Syasha lagi-lagi tak konsen, guru yang sejak tadi tersenyum ramah seolah tahu Syasha adalah bagian dari pemilik sekolah, membuatnya memaklumi saat Syasha yang berkali-kali terlihat melamun dari pada mendengarkan.

"Ada masalah, Sya?"

Syasha berjengkit kaget lalu menoleh dan ternyata seisi kelas tengah melihat kearahnya, mereka masih tampak sungkan untuk dekat dengan Syasha yang sejak tadi duduk seorang diri, karena katanya orang yang duduk di sampingnya sedang sakit.

"Syasha mau ke kamar mandi." Akhirnya ucapan itu lolos dari bibirnya.

Guru itu mulai tersenyum kembali. "Silahkan, kamu tau letaknya? Mau di antar ibu?"

Syasha menggeleng. "Syasha mau sendiri aja."

"Ya sudah, kamu hati-hati.

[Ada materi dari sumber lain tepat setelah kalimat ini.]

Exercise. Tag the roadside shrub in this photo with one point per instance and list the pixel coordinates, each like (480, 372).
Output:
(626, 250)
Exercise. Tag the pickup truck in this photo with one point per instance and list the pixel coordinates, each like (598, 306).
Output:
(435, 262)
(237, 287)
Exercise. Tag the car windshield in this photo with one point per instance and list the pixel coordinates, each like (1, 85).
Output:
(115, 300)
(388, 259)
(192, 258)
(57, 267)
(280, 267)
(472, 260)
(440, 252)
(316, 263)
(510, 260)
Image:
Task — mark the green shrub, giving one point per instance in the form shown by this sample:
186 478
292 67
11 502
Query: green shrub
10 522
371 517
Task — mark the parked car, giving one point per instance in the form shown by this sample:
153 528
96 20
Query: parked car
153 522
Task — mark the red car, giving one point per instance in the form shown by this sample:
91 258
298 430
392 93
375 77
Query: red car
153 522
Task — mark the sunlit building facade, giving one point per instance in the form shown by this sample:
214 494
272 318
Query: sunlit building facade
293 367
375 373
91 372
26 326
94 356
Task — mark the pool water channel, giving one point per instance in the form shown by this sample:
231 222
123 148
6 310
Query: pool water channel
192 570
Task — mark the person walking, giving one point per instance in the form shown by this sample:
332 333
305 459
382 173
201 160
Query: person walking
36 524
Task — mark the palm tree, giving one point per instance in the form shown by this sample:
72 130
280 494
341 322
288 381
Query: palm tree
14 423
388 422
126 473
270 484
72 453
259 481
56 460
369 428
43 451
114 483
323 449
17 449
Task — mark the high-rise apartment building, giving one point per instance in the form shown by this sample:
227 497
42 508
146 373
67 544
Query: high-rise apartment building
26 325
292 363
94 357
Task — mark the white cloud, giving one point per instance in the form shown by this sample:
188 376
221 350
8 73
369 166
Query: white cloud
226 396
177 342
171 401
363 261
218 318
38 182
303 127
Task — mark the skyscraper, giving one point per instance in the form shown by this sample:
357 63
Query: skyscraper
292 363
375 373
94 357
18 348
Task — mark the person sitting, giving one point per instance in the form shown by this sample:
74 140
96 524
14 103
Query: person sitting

Nanti kalo susah nyarinya, bisa minta antar temen kamu di kelas."

Syasha mengangguk kaku, mungkin ini alasan yang tepat untuk dia menyendiri karena rasa bersalahnya yang terus merogoti hatinya. Dia harus merangkai kata untuk bertemu daddynya pulang nanti.

"Ini gara-gara bang Revan!" Syasha menghentakkan kakinya setelah berhasil keluar dari kelas. Untung saja saat Syasha di antar daddynya, sekolah sudah masuk. Dia jadi tak takut jika ada yang melihat pun, karena mereka tidak mengenalnya sebagai murid baru bahkan dari pemilik sekolah, kecuali di kelas.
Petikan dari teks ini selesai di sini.